On paper, the Lions should be favored to win the NFC North. But it isn’t hard to see why that might not happen.

Minnesota Vikings

While the Vikings surprised everyone by winning 13 games last year, it was one of Kirk Cousins’ worst seasons. Cousins threw a career-high 14 interceptions and had a passer rating of 92.5, the lowest since he became a full-time starter in 2015. While they have an offensive head coach and perhaps the best wide receiver in the entire league, Minnesota’s offense was shockingly streaky last year.

Their defense was downright bad.

The Vikings had an anemic pass rush and replaced Za’Darius Smith’s 10 sacks with Marcus Davenport’s half a sack. (Of course, that doesn’t tell the entire story, but the Vikings are in a weird place.) Their front seven is still bad — Dean Lowry and Khyiris Tonga are slated to start for them. Their secondary should be better. Two 2022 top-50 picks Lewis Cine and Andrew Booth barely played last year, so getting them back should help tremendously, but it will likely still be a horrible defense.

They added Jordan Addison to their wide receiver group, but is he going to be an upgrade over Adam Thielen as a rookie? While their offense was top 10 in points scored and yardage, they were 20th in DVOA and 12th in points per drive.

It looks like a team that is going to have a fringe top-15 offense and a bottom-5 defense. What does that get you?

Green Bay Packers

Love is what they got, but the rumors are all you need is Love.

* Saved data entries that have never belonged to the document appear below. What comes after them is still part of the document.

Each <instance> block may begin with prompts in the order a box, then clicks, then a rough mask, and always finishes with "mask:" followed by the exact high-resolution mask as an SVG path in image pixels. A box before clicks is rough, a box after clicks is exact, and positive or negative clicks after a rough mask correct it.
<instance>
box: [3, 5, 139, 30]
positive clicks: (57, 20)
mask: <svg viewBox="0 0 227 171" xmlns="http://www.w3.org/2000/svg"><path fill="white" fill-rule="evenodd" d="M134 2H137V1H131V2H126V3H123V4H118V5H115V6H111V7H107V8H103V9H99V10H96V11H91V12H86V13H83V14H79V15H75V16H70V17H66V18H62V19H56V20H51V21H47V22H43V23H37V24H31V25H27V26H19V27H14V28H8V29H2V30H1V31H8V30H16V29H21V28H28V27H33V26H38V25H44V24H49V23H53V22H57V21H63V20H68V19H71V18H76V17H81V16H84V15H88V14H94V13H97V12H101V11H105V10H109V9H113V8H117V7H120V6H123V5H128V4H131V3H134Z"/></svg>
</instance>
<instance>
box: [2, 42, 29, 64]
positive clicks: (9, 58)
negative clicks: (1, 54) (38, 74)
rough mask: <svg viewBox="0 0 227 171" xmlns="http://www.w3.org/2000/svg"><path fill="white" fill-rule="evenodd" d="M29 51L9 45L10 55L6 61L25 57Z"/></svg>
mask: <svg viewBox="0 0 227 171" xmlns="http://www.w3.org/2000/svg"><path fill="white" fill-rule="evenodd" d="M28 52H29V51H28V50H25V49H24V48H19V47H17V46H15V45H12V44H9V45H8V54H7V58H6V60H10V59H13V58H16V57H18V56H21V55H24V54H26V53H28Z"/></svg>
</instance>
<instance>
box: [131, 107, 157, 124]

There’s no question that Aaron Rodgers’ play dropped last year, but part of that can be attributed to the team’s insistence on going into the season with Allen Lazard as its best wide receiver. Rookies Christian Watson and Romeo Doubs might be stars, but it was clear that Rodgers didn’t trust them — Watson, especially — at times last year. The Packers will need both to be greatly improved because they’re clearly the top two wide receivers with rookie second rounder Jayden Reed as the third.

The team also let its tight end group get depleted, replacing Robert Tonyan and Marcedes Lewis with a couple of rookies. As Bears fans know from watching Cole Kmet, rookie tight ends rarely contribute in a meaningful way. The Packers should have a good offensive line, with David Bakhtiari and Elgton Jenkins being healthy entering the year, but they still have major questions at center and right tackle.

Green Bay hopes the improvement its defense showed down the stretch carries over, but it’s easy to look improved when playing Goff, Cousins and Baker Mayfield outdoors in December and January. (Tua Tagovailoa was tearing them up before suffering a concussion that, reportedly, led to three interceptions.)

But the only thing that really matters for them this season is Love. There’s no denying he looked great when he came in relief of Rodgers in prime time against the Eagles. There’s also no denying that the Eagles were up two scores and likely let their guard down with a backup quarterback coming in. Throughout his NFL career — regular and preseason — Love has been mostly bad, throwing seven touchdowns and nine interceptions on just 192 passes. His interception rate of 4.7 percent is eyepopping, though wouldn’t be concerning if he hadn’t thrown interceptions on 3.6 percent of his passes his last year at Utah State.

But nobody should pretend to know what Love will be. If he’s adequate, the Packers will be right in the mix. If he’s not, it seems they’re prepared for that too.